Stiff wrists? These exercises may help
What's the story
Wrist flexibility and mobility are extremely important for day-to-day work, particularly for people who spend long hours typing or performing repetitive hand movements. Improving wrist flexibility can help prevent injuries and improve overall hand function. Here are 5 exercises that can help you increase wrist flexibility and mobility and keep your wrists healthy and functional.
Circular motion
Wrist rotations
Wrist rotations are a simple but effective exercise to enhance wrist mobility. Start by extending your arm forward with your palm facing down. Slowly rotate your wrist in circular motion, ensuring the movement is controlled. Do ten rotations clockwise and then switch to ten counterclockwise ones. This exercise loosens the joints and increases blood flow to the area.
Forward bend
Wrist flexor stretch
The wrist flexor stretch targets the muscles on the underside of the forearm. Extend one arm straight out with your palm facing up. With your other hand, gently pull back on the fingers of the extended hand until you feel a stretch along your forearm. Hold this position for fifteen seconds before switching sides. This stretch is beneficial in reducing tension in the wrists.
Backward bend
Wrist extensor stretch
To perform a wrist extensor stretch, extend one arm with your palm facing downwards. With your opposite hand, gently press down on the back of your extended hand till you feel a stretch along the top of your forearm. Hold this position for fifteen seconds before repeating on the other side.
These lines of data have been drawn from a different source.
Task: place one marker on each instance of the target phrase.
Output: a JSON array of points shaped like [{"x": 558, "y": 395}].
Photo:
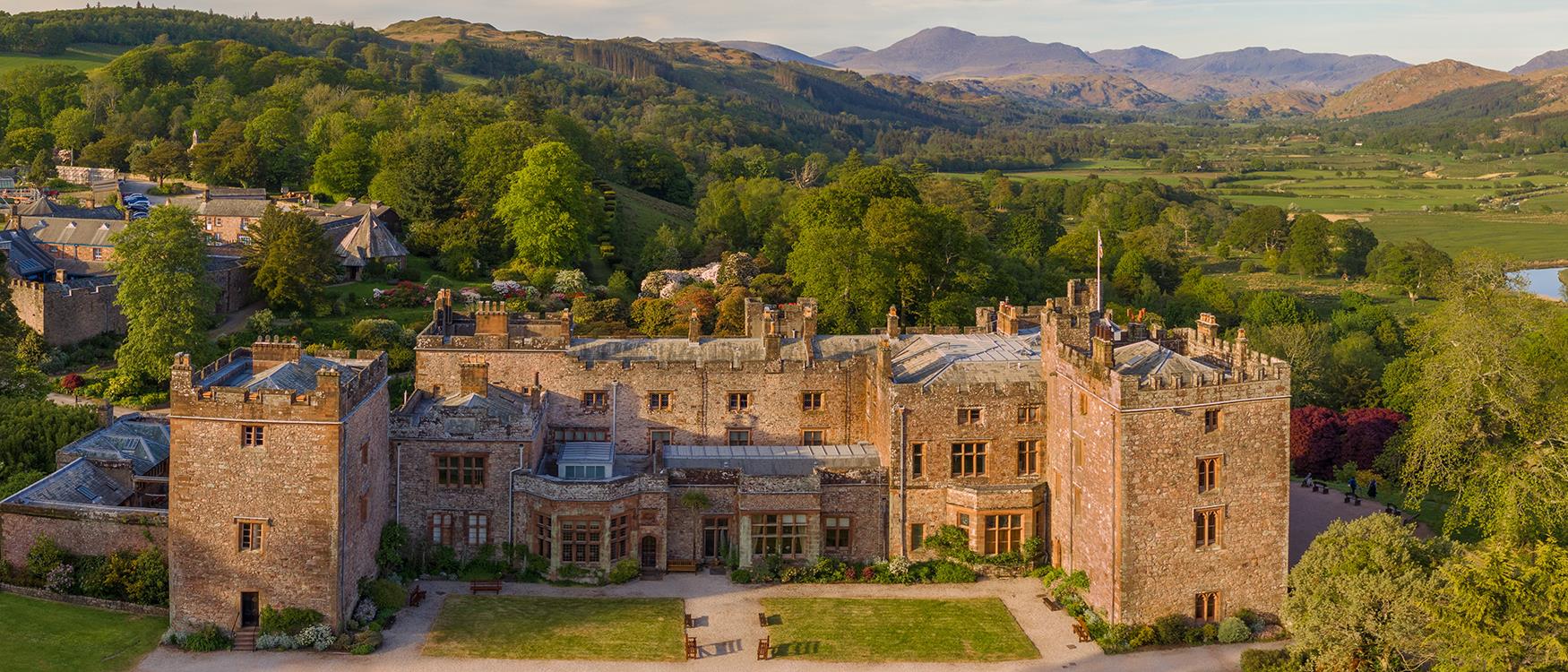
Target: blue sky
[{"x": 1498, "y": 33}]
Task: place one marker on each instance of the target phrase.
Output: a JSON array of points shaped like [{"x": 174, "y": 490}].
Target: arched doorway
[{"x": 648, "y": 552}]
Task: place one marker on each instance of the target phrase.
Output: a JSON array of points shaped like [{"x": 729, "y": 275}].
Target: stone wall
[
  {"x": 68, "y": 315},
  {"x": 698, "y": 410},
  {"x": 934, "y": 497},
  {"x": 88, "y": 530},
  {"x": 303, "y": 485}
]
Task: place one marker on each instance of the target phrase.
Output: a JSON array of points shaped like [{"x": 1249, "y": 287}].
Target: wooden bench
[{"x": 1082, "y": 632}]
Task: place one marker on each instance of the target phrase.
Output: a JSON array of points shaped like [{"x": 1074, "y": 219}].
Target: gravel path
[{"x": 727, "y": 632}]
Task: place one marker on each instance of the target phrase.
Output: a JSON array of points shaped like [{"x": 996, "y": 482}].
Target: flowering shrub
[
  {"x": 317, "y": 636},
  {"x": 366, "y": 611},
  {"x": 899, "y": 567},
  {"x": 60, "y": 578},
  {"x": 407, "y": 295},
  {"x": 275, "y": 641}
]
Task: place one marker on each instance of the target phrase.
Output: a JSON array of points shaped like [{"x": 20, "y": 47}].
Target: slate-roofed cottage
[
  {"x": 225, "y": 211},
  {"x": 369, "y": 242}
]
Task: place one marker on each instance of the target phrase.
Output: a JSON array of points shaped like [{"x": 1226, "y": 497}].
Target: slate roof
[
  {"x": 587, "y": 453},
  {"x": 355, "y": 209},
  {"x": 1151, "y": 359},
  {"x": 495, "y": 403},
  {"x": 719, "y": 348},
  {"x": 140, "y": 441},
  {"x": 369, "y": 240},
  {"x": 968, "y": 358},
  {"x": 75, "y": 230},
  {"x": 295, "y": 375},
  {"x": 771, "y": 461},
  {"x": 77, "y": 483},
  {"x": 49, "y": 209},
  {"x": 24, "y": 259},
  {"x": 232, "y": 202}
]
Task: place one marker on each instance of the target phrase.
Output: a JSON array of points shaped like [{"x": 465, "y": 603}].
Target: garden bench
[{"x": 1082, "y": 632}]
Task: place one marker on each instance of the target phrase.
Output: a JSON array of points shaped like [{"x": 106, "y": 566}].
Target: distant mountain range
[
  {"x": 1245, "y": 82},
  {"x": 949, "y": 65}
]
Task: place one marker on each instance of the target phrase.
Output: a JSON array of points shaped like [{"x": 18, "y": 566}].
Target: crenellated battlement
[{"x": 332, "y": 392}]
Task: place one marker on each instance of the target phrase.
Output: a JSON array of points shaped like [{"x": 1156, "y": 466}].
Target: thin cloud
[{"x": 1498, "y": 33}]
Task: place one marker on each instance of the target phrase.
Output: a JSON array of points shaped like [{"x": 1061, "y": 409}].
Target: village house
[{"x": 225, "y": 211}]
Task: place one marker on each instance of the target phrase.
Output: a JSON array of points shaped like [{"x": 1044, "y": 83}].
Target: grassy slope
[
  {"x": 896, "y": 630},
  {"x": 82, "y": 56},
  {"x": 558, "y": 628},
  {"x": 639, "y": 217},
  {"x": 50, "y": 636}
]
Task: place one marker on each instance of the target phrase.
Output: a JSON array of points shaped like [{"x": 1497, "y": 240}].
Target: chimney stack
[
  {"x": 1241, "y": 353},
  {"x": 771, "y": 341},
  {"x": 269, "y": 353},
  {"x": 1005, "y": 318},
  {"x": 1208, "y": 328},
  {"x": 489, "y": 318},
  {"x": 474, "y": 376}
]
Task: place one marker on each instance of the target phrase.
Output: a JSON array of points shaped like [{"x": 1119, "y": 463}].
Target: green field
[
  {"x": 82, "y": 56},
  {"x": 50, "y": 636},
  {"x": 978, "y": 630},
  {"x": 1529, "y": 237},
  {"x": 598, "y": 628}
]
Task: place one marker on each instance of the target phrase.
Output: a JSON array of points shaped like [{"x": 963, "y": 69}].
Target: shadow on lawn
[{"x": 796, "y": 649}]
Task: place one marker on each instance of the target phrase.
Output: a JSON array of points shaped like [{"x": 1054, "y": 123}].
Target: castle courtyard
[{"x": 728, "y": 630}]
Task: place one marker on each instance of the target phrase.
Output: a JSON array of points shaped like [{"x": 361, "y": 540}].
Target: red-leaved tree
[
  {"x": 1316, "y": 437},
  {"x": 1366, "y": 433}
]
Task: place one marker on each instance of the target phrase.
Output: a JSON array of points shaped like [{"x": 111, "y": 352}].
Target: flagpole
[{"x": 1099, "y": 254}]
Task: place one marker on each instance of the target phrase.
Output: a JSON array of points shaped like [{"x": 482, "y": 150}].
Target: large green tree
[
  {"x": 1501, "y": 607},
  {"x": 345, "y": 169},
  {"x": 1358, "y": 596},
  {"x": 551, "y": 207},
  {"x": 292, "y": 259},
  {"x": 1490, "y": 420},
  {"x": 163, "y": 290},
  {"x": 420, "y": 174}
]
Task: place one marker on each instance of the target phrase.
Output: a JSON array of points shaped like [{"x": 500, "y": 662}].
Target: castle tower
[
  {"x": 1168, "y": 466},
  {"x": 280, "y": 483}
]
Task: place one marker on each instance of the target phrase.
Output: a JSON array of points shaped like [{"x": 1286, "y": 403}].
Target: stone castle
[{"x": 1153, "y": 460}]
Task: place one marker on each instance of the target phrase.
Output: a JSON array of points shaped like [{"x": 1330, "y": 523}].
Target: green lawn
[
  {"x": 978, "y": 630},
  {"x": 82, "y": 56},
  {"x": 1529, "y": 237},
  {"x": 558, "y": 628},
  {"x": 43, "y": 634}
]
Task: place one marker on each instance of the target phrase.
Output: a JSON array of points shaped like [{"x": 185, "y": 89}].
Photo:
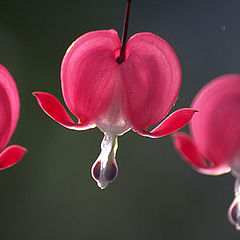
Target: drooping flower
[
  {"x": 9, "y": 113},
  {"x": 118, "y": 87},
  {"x": 214, "y": 145}
]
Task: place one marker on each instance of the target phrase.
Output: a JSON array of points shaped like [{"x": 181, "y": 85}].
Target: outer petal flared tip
[
  {"x": 172, "y": 123},
  {"x": 11, "y": 155},
  {"x": 190, "y": 153},
  {"x": 53, "y": 108}
]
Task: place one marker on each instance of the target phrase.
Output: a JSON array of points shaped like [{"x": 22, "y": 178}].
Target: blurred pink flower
[
  {"x": 9, "y": 112},
  {"x": 214, "y": 145},
  {"x": 118, "y": 87}
]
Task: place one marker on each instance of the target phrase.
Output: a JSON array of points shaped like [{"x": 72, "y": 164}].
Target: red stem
[{"x": 121, "y": 57}]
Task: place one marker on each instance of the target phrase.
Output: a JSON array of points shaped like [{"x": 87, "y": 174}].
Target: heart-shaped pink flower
[
  {"x": 213, "y": 146},
  {"x": 118, "y": 87}
]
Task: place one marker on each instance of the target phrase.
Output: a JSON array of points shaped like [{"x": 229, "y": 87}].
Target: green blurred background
[{"x": 50, "y": 193}]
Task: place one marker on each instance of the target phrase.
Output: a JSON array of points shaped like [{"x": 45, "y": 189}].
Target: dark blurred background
[{"x": 50, "y": 193}]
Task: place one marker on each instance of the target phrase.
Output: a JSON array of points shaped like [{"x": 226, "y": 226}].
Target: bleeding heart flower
[
  {"x": 9, "y": 113},
  {"x": 214, "y": 145},
  {"x": 118, "y": 87}
]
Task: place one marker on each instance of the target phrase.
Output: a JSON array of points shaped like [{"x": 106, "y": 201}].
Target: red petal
[
  {"x": 56, "y": 111},
  {"x": 151, "y": 79},
  {"x": 216, "y": 129},
  {"x": 9, "y": 106},
  {"x": 172, "y": 123},
  {"x": 190, "y": 153},
  {"x": 11, "y": 155},
  {"x": 88, "y": 72}
]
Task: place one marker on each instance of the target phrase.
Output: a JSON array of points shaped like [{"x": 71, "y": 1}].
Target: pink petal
[
  {"x": 9, "y": 106},
  {"x": 216, "y": 129},
  {"x": 172, "y": 123},
  {"x": 190, "y": 153},
  {"x": 11, "y": 155},
  {"x": 89, "y": 70},
  {"x": 56, "y": 111},
  {"x": 151, "y": 79}
]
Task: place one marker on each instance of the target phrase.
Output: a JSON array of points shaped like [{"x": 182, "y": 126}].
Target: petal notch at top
[
  {"x": 172, "y": 123},
  {"x": 52, "y": 107},
  {"x": 151, "y": 76},
  {"x": 88, "y": 73},
  {"x": 11, "y": 155},
  {"x": 190, "y": 153}
]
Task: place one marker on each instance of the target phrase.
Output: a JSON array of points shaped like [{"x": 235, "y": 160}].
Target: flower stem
[{"x": 121, "y": 57}]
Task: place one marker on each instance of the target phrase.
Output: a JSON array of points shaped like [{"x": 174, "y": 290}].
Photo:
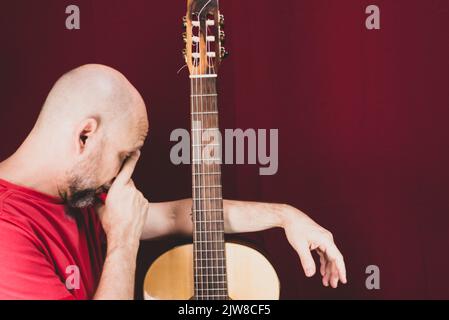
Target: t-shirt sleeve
[{"x": 25, "y": 271}]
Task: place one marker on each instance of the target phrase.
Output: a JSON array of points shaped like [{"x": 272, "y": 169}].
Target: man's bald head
[
  {"x": 95, "y": 119},
  {"x": 92, "y": 91}
]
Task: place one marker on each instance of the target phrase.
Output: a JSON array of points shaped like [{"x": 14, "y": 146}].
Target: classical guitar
[{"x": 210, "y": 268}]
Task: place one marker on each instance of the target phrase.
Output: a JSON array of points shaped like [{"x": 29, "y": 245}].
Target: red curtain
[{"x": 362, "y": 118}]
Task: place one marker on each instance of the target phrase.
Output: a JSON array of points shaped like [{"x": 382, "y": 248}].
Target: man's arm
[
  {"x": 123, "y": 217},
  {"x": 301, "y": 231}
]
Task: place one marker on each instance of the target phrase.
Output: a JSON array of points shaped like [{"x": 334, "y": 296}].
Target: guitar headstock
[{"x": 204, "y": 37}]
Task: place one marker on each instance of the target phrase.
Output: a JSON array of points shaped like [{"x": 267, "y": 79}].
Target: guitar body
[
  {"x": 250, "y": 275},
  {"x": 210, "y": 268}
]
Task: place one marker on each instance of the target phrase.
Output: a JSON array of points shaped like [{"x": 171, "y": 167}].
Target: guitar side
[{"x": 250, "y": 275}]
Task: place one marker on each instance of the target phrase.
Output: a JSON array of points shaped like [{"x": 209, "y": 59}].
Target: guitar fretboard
[{"x": 208, "y": 218}]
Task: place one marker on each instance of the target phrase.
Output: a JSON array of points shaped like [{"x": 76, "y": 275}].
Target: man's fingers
[
  {"x": 307, "y": 262},
  {"x": 334, "y": 255},
  {"x": 125, "y": 174},
  {"x": 322, "y": 263}
]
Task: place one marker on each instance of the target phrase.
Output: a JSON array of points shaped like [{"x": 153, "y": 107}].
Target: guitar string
[{"x": 212, "y": 214}]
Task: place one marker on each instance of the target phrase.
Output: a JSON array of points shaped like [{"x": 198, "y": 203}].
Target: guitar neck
[{"x": 208, "y": 233}]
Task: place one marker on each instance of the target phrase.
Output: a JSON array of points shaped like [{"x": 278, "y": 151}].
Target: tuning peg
[{"x": 223, "y": 53}]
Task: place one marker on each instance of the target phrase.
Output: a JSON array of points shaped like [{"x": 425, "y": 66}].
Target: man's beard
[{"x": 81, "y": 198}]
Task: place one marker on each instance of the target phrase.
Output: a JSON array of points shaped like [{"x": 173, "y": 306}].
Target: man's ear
[{"x": 85, "y": 131}]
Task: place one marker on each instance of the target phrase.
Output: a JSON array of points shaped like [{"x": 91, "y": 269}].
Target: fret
[
  {"x": 209, "y": 250},
  {"x": 203, "y": 76},
  {"x": 206, "y": 173},
  {"x": 206, "y": 129},
  {"x": 211, "y": 267},
  {"x": 211, "y": 159},
  {"x": 202, "y": 187},
  {"x": 204, "y": 95},
  {"x": 215, "y": 289},
  {"x": 212, "y": 231},
  {"x": 203, "y": 112},
  {"x": 207, "y": 145},
  {"x": 212, "y": 221},
  {"x": 222, "y": 259}
]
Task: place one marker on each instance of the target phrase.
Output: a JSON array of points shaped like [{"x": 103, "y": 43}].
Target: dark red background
[{"x": 363, "y": 118}]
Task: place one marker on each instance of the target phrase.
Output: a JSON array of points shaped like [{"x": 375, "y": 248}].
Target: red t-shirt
[{"x": 43, "y": 247}]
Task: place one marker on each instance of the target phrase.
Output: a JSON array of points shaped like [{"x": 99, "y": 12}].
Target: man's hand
[
  {"x": 303, "y": 233},
  {"x": 123, "y": 218},
  {"x": 305, "y": 236},
  {"x": 125, "y": 211}
]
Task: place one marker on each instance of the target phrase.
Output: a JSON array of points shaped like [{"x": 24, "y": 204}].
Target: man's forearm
[
  {"x": 118, "y": 276},
  {"x": 175, "y": 217}
]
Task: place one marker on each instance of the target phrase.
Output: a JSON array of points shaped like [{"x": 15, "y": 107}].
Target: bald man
[{"x": 58, "y": 241}]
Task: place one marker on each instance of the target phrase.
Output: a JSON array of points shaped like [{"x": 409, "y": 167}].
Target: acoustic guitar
[{"x": 210, "y": 268}]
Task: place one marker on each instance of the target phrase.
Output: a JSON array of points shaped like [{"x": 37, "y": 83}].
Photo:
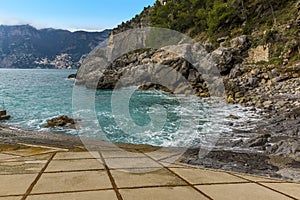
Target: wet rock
[
  {"x": 240, "y": 42},
  {"x": 62, "y": 121},
  {"x": 233, "y": 117},
  {"x": 285, "y": 147},
  {"x": 294, "y": 114},
  {"x": 258, "y": 140},
  {"x": 223, "y": 58},
  {"x": 154, "y": 87},
  {"x": 72, "y": 76}
]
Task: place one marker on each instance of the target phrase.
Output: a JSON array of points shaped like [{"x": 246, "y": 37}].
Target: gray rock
[
  {"x": 222, "y": 57},
  {"x": 258, "y": 140},
  {"x": 239, "y": 42}
]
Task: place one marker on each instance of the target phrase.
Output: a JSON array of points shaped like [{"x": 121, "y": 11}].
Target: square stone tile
[
  {"x": 157, "y": 177},
  {"x": 94, "y": 195},
  {"x": 169, "y": 193},
  {"x": 172, "y": 165},
  {"x": 15, "y": 184},
  {"x": 74, "y": 165},
  {"x": 72, "y": 181},
  {"x": 246, "y": 191},
  {"x": 292, "y": 189},
  {"x": 22, "y": 167},
  {"x": 11, "y": 198},
  {"x": 201, "y": 176},
  {"x": 121, "y": 154},
  {"x": 31, "y": 151},
  {"x": 43, "y": 157},
  {"x": 76, "y": 155},
  {"x": 125, "y": 163},
  {"x": 4, "y": 157}
]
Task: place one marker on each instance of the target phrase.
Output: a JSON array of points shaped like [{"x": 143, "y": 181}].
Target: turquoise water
[
  {"x": 33, "y": 96},
  {"x": 157, "y": 118}
]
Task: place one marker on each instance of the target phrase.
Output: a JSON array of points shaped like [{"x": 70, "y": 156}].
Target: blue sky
[{"x": 70, "y": 14}]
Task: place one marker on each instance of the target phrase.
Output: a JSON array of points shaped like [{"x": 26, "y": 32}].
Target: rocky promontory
[{"x": 255, "y": 49}]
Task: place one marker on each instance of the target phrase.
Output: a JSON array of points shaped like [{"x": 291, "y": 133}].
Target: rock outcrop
[{"x": 62, "y": 121}]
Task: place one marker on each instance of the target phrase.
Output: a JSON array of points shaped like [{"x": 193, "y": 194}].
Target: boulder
[
  {"x": 259, "y": 54},
  {"x": 62, "y": 121},
  {"x": 257, "y": 141},
  {"x": 3, "y": 115},
  {"x": 240, "y": 42},
  {"x": 222, "y": 57},
  {"x": 72, "y": 76}
]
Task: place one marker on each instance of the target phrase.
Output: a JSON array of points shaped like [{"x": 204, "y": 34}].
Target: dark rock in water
[
  {"x": 294, "y": 114},
  {"x": 258, "y": 140},
  {"x": 154, "y": 87},
  {"x": 3, "y": 115},
  {"x": 62, "y": 121},
  {"x": 286, "y": 147},
  {"x": 72, "y": 76},
  {"x": 233, "y": 117}
]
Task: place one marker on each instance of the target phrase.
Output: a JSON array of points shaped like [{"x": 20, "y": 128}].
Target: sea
[{"x": 127, "y": 115}]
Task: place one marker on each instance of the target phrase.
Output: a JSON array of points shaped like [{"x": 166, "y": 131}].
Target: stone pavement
[{"x": 35, "y": 172}]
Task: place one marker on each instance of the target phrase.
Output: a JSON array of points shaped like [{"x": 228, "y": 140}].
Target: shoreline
[{"x": 257, "y": 163}]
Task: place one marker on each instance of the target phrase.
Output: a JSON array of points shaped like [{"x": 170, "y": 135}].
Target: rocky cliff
[
  {"x": 254, "y": 44},
  {"x": 27, "y": 47}
]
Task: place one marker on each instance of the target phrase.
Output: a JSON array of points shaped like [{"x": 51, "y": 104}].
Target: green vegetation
[{"x": 220, "y": 17}]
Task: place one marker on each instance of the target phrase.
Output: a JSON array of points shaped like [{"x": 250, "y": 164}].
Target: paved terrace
[{"x": 35, "y": 173}]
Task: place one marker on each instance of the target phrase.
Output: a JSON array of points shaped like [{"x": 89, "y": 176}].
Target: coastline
[{"x": 257, "y": 163}]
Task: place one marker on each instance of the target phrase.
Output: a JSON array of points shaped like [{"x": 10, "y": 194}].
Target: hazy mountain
[{"x": 24, "y": 46}]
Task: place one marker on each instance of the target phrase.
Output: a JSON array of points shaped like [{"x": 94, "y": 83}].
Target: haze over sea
[{"x": 33, "y": 96}]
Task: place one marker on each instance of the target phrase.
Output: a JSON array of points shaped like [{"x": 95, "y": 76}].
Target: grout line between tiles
[
  {"x": 37, "y": 178},
  {"x": 257, "y": 183},
  {"x": 69, "y": 192},
  {"x": 112, "y": 180},
  {"x": 189, "y": 184}
]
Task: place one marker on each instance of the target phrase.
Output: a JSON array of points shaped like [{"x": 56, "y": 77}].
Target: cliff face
[
  {"x": 253, "y": 43},
  {"x": 26, "y": 47}
]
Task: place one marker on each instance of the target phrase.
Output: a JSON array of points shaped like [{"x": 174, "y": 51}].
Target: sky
[{"x": 89, "y": 15}]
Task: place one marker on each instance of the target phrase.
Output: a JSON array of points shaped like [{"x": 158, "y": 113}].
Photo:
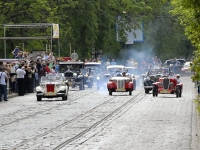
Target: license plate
[{"x": 120, "y": 90}]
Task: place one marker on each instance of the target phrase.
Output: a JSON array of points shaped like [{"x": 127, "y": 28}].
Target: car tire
[{"x": 39, "y": 98}]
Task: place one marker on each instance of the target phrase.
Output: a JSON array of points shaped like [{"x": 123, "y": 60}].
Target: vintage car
[
  {"x": 167, "y": 85},
  {"x": 93, "y": 68},
  {"x": 153, "y": 76},
  {"x": 132, "y": 71},
  {"x": 120, "y": 84},
  {"x": 113, "y": 69},
  {"x": 52, "y": 86},
  {"x": 75, "y": 74},
  {"x": 186, "y": 69},
  {"x": 102, "y": 80}
]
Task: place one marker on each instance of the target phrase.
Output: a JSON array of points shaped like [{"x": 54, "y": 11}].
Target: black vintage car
[
  {"x": 74, "y": 73},
  {"x": 153, "y": 76}
]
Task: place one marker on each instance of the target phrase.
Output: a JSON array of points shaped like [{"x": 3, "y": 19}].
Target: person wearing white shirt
[
  {"x": 20, "y": 80},
  {"x": 3, "y": 86}
]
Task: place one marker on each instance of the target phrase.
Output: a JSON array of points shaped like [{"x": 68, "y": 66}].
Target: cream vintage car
[{"x": 52, "y": 85}]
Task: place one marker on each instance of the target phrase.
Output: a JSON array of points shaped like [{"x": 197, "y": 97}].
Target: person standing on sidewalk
[
  {"x": 20, "y": 80},
  {"x": 3, "y": 86}
]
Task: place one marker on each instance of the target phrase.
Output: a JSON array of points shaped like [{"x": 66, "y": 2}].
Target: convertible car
[
  {"x": 152, "y": 76},
  {"x": 167, "y": 85},
  {"x": 120, "y": 84},
  {"x": 52, "y": 86}
]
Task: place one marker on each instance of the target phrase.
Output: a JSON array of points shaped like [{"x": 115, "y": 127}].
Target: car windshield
[
  {"x": 52, "y": 78},
  {"x": 72, "y": 67}
]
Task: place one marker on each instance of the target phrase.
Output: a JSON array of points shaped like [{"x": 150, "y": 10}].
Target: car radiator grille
[
  {"x": 165, "y": 83},
  {"x": 120, "y": 83}
]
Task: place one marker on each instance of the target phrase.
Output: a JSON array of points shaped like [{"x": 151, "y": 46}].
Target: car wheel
[
  {"x": 130, "y": 92},
  {"x": 110, "y": 92},
  {"x": 39, "y": 98},
  {"x": 147, "y": 91}
]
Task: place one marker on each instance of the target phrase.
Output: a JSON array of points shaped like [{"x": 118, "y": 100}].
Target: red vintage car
[
  {"x": 167, "y": 85},
  {"x": 120, "y": 84}
]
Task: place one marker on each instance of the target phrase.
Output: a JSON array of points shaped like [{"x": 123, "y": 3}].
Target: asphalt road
[{"x": 93, "y": 120}]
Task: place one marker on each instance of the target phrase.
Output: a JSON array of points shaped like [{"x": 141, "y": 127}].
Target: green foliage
[
  {"x": 88, "y": 24},
  {"x": 188, "y": 13}
]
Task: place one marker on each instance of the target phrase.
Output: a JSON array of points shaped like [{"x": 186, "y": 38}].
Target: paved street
[{"x": 94, "y": 120}]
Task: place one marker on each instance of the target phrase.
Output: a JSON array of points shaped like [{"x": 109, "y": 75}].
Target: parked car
[
  {"x": 133, "y": 72},
  {"x": 94, "y": 68},
  {"x": 52, "y": 86},
  {"x": 153, "y": 76},
  {"x": 169, "y": 62},
  {"x": 73, "y": 72},
  {"x": 120, "y": 84},
  {"x": 114, "y": 69},
  {"x": 167, "y": 85},
  {"x": 102, "y": 80},
  {"x": 186, "y": 69}
]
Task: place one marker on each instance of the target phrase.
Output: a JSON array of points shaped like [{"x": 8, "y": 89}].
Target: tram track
[
  {"x": 22, "y": 115},
  {"x": 113, "y": 114},
  {"x": 76, "y": 120}
]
This exercise helps balance muscle tension between flexors and extensors.
Hands together
Prayer stretch
The prayer stretch is an efficient way to improve flexibility and strength in wrists at the same time. Start by placing both palms together in front of you at the chest level as if praying; slowly lower them towards waist level while keeping palms pressed together until you feel mild tension around wrists or forearms. Hold this pose briefly before returning hands back up again into starting position.
Flat surface
Tabletop position stretch
For tabletop position stretches, place hands flat against any sturdy surface such as table tops, ensuring fingers point forward away from body. Weight evenly distributed across all parts, including fingertips, knuckles, heels, etc. Hold briefly, then release. Repeat several times throughout the day whenever possible, especially after prolonged periods spent working on computers, laptops, tablets, smartphones, etc.